Some recent discoveries

Young officer My grandfather Frederick Jackson Bell (1903-1994), named for his mother's family

I have written here about some of my research strategies, and I thought it might be interesting to inventory a few of my recent discoveries (and brick walls).

It is easy to get distracted, and for the last decade or so I have kept a lot of my research notes in a Word file called “Notes on 1790–1930 Censuses.” (Yes, it predates the publication of the 1940 Federal Census, although I have begun to add information from that source as well.) Built around appearances in various censuses, the Notes document keeps me organized, as it is really my ahnentafel (or ancestor table), listing ancestors along with their children and their children’s spouses. In the footnotes, I keep track of my ancestral aunts’ and uncles’ children and their descendants.

This habit can lead me to discoveries I had no inkling might exist out in the Internet ether. For example, I was struck by the fact that I was missing the date of my great-aunt’s fourth marriage.
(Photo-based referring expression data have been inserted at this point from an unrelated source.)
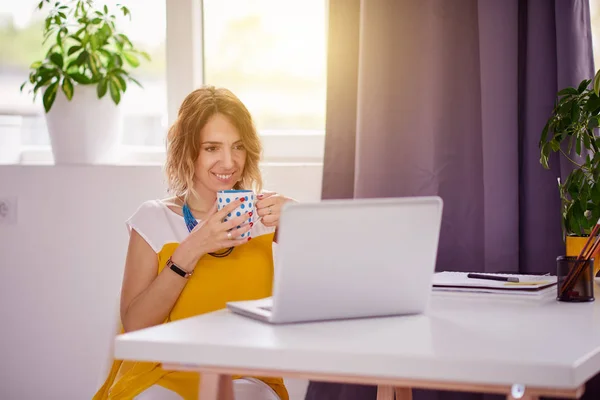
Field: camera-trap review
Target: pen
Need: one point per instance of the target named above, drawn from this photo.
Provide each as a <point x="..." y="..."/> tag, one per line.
<point x="493" y="277"/>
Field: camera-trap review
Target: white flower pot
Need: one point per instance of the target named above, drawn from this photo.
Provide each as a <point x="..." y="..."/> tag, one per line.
<point x="85" y="130"/>
<point x="10" y="139"/>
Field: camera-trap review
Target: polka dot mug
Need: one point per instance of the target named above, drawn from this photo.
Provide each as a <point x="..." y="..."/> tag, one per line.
<point x="225" y="197"/>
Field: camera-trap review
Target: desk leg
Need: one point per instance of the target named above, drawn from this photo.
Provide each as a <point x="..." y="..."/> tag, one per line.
<point x="403" y="393"/>
<point x="215" y="387"/>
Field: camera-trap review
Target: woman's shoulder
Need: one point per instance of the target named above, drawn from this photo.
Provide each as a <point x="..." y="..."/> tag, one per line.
<point x="153" y="220"/>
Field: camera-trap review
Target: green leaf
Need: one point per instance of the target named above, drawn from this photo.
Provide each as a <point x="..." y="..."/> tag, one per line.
<point x="586" y="141"/>
<point x="50" y="95"/>
<point x="116" y="62"/>
<point x="597" y="83"/>
<point x="120" y="82"/>
<point x="67" y="87"/>
<point x="139" y="84"/>
<point x="101" y="88"/>
<point x="81" y="58"/>
<point x="57" y="59"/>
<point x="131" y="59"/>
<point x="80" y="78"/>
<point x="114" y="92"/>
<point x="73" y="49"/>
<point x="567" y="91"/>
With no real expectation that I would find it, but mindful that she lived in California, I went to, and there it was, helpfully listed under her maiden name and the name of her former husband: Nancy Bell or Nancy B. McNamara married Claude D. Horne in Humboldt County on Christmas Eve 1955.
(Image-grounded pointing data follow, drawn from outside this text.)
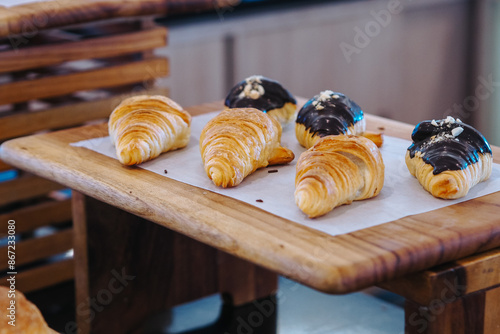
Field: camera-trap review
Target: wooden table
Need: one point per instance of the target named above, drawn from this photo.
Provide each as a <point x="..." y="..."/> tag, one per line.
<point x="111" y="242"/>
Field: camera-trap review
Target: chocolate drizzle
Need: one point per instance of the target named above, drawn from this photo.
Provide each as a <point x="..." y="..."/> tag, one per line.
<point x="260" y="93"/>
<point x="447" y="144"/>
<point x="329" y="113"/>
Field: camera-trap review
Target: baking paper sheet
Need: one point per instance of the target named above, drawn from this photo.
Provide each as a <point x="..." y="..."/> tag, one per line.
<point x="401" y="195"/>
Aunt Nancy’s parents were married in Virginia in December 1902, and I had always understood that the wedding took place in Norfolk. Perhaps so, but here it is in the Richmond Dispatch of 17 December:  “Miss Estelle Jackson and Mr. J. Frank Bell were married this afternoon at ‘River Grove,’ the country home of the bride’s parents, Mr. and Mrs. Oliver D. Jackson. The Rev. Richard Heber Bennett, of Richmond, officiated. The best man was Mr. Ralph C. Lewis, of Washington, D. C. and Misses Bessie Snyder and Mabel Williamson acted as flower girls. There were no other attendants.”  As for where River Grove was, I’m not sure, and the chaotic state of O. D. Jackson’s finances meant that the Jacksons didn’t hang on to it for long!

I’ve already written about another great-aunt, Elizabeth Brawner Grimes, who died in 2012 at the age of 102. Again, it was the Notes document that reminded me that I was carrying her date of birth as 1910; it seemed likely, reviewing it in 2014, to think that she might have died at some point, perhaps years ago. A few minutes with Google led me to her death notice.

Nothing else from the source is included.